Our new focus on Public Transport
Getting Public Transport Back on Track Post-Pandemic
This week, we spoke with Julia Ann Corkery about her recent report on Public Transport in Ireland and what the future holds for the sector. The report itself looks at the trends we have witnessed over the past 18 months, as the use of public transport fell to levels never seen before.
But, we were keen to do a deeper dive into what is causing the shift and what we can do to facilitate a positive move back to engagement with our public transport system.
As the pandemic started to take hold here last year, there was good reason for buses and trains to remain empty as people stayed away from enclosed spaces, stayed away from other people and basically, stayed at home!
Now, as we emerge from the Covid-19 pandemic (hopefully, safely), there is renewed focus to look at building a more integrated, efficient and safe public transport system in this country. This is not just as simple as throwing funds at the sector, but looking a little deeper into consumer sentiment and what a transport system could look like in order to get the public to buy into it.
Throughout the past 18 months, many of our habits changed. Those of us that had used public transport before, were now now working from home. And if we were still going into the workplace, many people were either nervous about taking a train, bus or LUAS, or the services simply weren’t operational.
For many people, the fact that there were less people on the road meant that taking their own car to work was now a much easier option. Less traffic, meant shorter commute time and no hanging around bus-stops in the rain.
Of course, it is clear that whatever the challenges we face in relation to public transport in our cities, rural areas simply do not have sufficient public transport systems available and so, dependency on private cars will always be higher here.
With more and more people moving from cities to smaller towns for a better quality of life, more affordable housing and the option to work from home full time, we must accept that private cars will need to co-exist in any system that we build. We need to keep the pressure on to move towards EV and PHEV vehicles. In order for us to move towards lower emissions, these will be a key part of our future and will also need the correct infrastructure.
Across the country, there has been a shift in how we approach work, travel and socialising, but many will say that we have not really see the full impact of what the more permanent changes will be. However, it is certain that our movements and the way we get around, will change along with these trends and the pandemic has shown us that there are ways we can do this, if we have the will.
The other stark reality that has hit us harder than ever over the past few weeks, is that our planet simply cannot afford for us to move around in the way we did before.

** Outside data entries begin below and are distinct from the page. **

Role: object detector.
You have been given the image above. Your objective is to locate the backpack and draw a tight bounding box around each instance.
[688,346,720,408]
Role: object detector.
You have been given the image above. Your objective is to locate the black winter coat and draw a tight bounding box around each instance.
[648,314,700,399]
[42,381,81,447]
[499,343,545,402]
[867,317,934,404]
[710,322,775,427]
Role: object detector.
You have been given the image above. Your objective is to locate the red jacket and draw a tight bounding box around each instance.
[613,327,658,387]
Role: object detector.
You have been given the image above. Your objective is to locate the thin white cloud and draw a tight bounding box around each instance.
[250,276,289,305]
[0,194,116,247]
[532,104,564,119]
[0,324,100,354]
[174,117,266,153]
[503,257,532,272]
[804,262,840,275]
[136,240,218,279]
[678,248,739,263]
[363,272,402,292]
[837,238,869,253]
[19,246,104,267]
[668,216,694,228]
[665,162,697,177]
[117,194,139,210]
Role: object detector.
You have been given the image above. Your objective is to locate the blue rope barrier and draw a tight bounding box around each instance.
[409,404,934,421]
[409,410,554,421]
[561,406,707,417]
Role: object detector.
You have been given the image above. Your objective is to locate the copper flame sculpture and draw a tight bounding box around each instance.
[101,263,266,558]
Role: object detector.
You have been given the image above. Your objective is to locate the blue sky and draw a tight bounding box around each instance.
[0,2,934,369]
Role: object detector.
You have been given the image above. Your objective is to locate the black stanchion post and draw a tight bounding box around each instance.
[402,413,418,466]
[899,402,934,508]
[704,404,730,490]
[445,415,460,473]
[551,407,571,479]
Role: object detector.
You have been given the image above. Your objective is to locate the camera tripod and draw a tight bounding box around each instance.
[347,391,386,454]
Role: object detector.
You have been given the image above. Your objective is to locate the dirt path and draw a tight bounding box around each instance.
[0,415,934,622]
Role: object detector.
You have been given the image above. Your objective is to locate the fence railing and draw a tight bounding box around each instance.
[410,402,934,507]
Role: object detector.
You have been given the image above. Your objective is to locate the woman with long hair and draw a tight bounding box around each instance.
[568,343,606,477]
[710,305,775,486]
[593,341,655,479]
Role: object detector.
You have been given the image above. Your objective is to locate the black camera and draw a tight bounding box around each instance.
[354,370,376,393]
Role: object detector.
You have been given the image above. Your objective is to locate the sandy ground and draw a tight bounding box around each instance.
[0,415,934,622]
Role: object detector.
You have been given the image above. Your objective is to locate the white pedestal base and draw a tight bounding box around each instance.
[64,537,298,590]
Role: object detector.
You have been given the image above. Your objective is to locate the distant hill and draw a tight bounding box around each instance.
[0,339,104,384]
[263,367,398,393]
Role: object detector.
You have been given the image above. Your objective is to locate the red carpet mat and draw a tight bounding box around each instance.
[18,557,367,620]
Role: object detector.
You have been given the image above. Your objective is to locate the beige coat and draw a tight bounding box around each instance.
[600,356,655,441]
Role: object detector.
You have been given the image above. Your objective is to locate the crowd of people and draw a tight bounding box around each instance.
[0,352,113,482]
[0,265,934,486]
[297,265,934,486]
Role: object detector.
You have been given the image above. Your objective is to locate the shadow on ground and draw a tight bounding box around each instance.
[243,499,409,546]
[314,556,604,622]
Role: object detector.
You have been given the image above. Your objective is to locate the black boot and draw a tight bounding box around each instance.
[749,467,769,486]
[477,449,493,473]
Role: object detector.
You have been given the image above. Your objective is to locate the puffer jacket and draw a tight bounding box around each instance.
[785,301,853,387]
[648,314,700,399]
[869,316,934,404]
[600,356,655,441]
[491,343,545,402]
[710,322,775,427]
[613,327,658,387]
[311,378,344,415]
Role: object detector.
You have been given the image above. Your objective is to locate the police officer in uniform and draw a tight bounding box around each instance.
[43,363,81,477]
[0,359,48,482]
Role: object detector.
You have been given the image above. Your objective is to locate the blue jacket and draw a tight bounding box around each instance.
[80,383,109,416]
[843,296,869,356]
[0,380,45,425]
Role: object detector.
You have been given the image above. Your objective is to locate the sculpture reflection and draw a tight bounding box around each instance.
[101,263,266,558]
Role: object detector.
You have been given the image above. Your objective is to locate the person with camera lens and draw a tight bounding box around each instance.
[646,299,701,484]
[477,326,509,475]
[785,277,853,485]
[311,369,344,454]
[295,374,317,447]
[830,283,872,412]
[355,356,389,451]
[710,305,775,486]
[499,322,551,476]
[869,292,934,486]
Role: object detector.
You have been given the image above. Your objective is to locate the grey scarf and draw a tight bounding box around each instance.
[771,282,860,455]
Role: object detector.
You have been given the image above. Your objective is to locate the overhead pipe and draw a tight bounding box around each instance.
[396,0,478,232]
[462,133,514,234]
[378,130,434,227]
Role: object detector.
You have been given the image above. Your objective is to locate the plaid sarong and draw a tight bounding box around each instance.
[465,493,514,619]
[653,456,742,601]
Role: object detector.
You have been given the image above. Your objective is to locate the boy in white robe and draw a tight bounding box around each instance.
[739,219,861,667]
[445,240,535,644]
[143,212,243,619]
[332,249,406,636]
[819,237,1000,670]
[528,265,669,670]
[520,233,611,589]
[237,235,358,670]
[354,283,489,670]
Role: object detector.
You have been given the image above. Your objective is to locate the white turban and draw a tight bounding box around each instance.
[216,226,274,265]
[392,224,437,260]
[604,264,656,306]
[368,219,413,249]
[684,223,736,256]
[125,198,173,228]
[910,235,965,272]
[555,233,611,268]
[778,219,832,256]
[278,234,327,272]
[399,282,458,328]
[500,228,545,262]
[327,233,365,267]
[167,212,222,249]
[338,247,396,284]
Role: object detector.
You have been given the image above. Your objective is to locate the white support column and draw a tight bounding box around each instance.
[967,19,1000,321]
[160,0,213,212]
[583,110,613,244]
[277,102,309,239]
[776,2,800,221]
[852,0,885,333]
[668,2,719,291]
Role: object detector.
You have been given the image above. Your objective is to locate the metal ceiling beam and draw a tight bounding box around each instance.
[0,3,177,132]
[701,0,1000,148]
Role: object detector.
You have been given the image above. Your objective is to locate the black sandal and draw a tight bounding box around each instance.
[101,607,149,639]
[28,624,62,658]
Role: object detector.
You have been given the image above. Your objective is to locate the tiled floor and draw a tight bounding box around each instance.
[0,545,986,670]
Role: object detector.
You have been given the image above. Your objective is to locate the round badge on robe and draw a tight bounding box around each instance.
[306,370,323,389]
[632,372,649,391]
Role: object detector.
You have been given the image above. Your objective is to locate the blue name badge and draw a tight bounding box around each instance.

Taking 3 or 4 flights to enjoy a mini break isn’t something any of us feel we should brag about these days, given the impact of our flight emissions.
Likewise, jumping into our cars to pop to the shopping center or indeed to enjoy a weekend ‘down the country’ is something we must also take a look at. Public transport must play an increased part in how we move about.
But, what should our public transport look like? Here are a few things we should be thinking about according to Julia Ann:
- – The pattern of people movement has changed, so we must build a future public transport system to match. The peak times of travel are no longer 7am to 9am and 5pm to 7pm. People are working more flexible timetables. The availability of services needs to reflect this.
– As we look to build out a long terms infrastructure, its is also important that the system that is currently in place is properly supported. People will only utilise the system if it works, so we need to make sure that they can see this and believe in it.
- – There needs to be a more integrated approach to how we travel. We should not look at each mode of travel in isolation, but rather look at ‘the full journey’. Having a public transport system that includes, LUAS, Bus, Trains, City Bikes is important and people should be facilitated in the same way to use them all. Many people will take a bus for part of their journey and then hop on a bike to their office. Can we have an integrated ticketing system for example?
– We talk about taxes and placing restrictions on private transport in order to entice people into using the public system, but there must also be incentives. Grants for Electric Vehicles has played some part in this, but we need more.
- – Our government have some strong and ambitious plans for the sustainability of our public transport system. It will take time, but the political will is there and solid plans are being out into place now.
- – In the shorter term, if we have a public system that works, is properly funded and managed, it will make the decision for a great number of our public to enjoy the system. This will make any longer term plans easier to digest.
We will watch the space with interest over the coming months and years. We hope that our public will support our government’s plans and initiatives going forward.
Julia Ann has quoted The International Association of Public Transport from an open letter to the European Commission
“if public transport had to be reduced by half, it would impose five times greater cost to economy and society than continuing these services”
Julia Ann Corkery is Director of Strategy, Transactions Government and Infrastructure at EY, Ireland.